I don't agree. This happens only if you want to not make any compromises on the performance and stay on the safe side, which is a goal unreachable for the majority of languages. Often an Arc/Rc/Refcell + a few clones makes the borrow checker shut up and the code is not more complex than it would be in another GCed language. And often still faster (although YMMV), because those few clone calls may totally not matter, and Rust compiler runs circles around compilers/runtimes used in most popular GCed languages like Java, Go, JS or Python.
You can also use raw pointers which is not different from using raw pointers in C++. I have no idea why some people say using pointers in C++ is fine but writing some parts of a program in unsafe block in Rust is a problem.
> I suspect this is why most discussion comparing Rust to other languages devolves so quickly, and has become so polarized: it depends on the domain.
The problem is that Rust proponents argues that Rust is better for all domains. I don't think anyone says that Rust doesn't have a place, the source of controversy is whether every low level programming task is best done in Rust or not.

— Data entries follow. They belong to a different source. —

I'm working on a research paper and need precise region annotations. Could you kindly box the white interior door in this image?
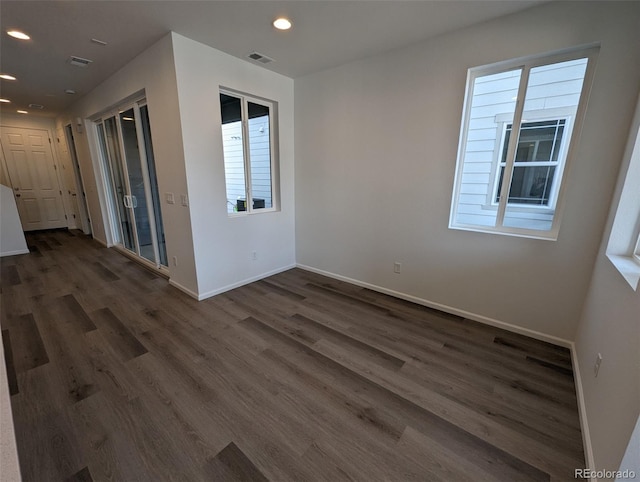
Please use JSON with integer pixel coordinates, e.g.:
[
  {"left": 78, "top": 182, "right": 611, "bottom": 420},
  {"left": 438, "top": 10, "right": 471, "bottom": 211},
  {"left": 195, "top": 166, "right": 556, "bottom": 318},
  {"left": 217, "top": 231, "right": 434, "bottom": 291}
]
[{"left": 1, "top": 127, "right": 67, "bottom": 231}]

Not sure if it is strictly better, probably not, but it is actually damn close to being better in most domains and not worse in the others. I've been developing a GUI app in Rust, and even though this is an area considered widely a very bad fit for a borrow checker and a non-OOP language like Rust generally, the borrow checker was never an issue for me (and it still helped in a few places to get e.g. concurrency right). An occasional Rc/Refcell here and there does not outweight the other advantages. Definitely not any worse than Java Swing in terms of productivity, but way better in terms of the end result (which launches in 0.1 seconds, has no visible lags and uses native window controls).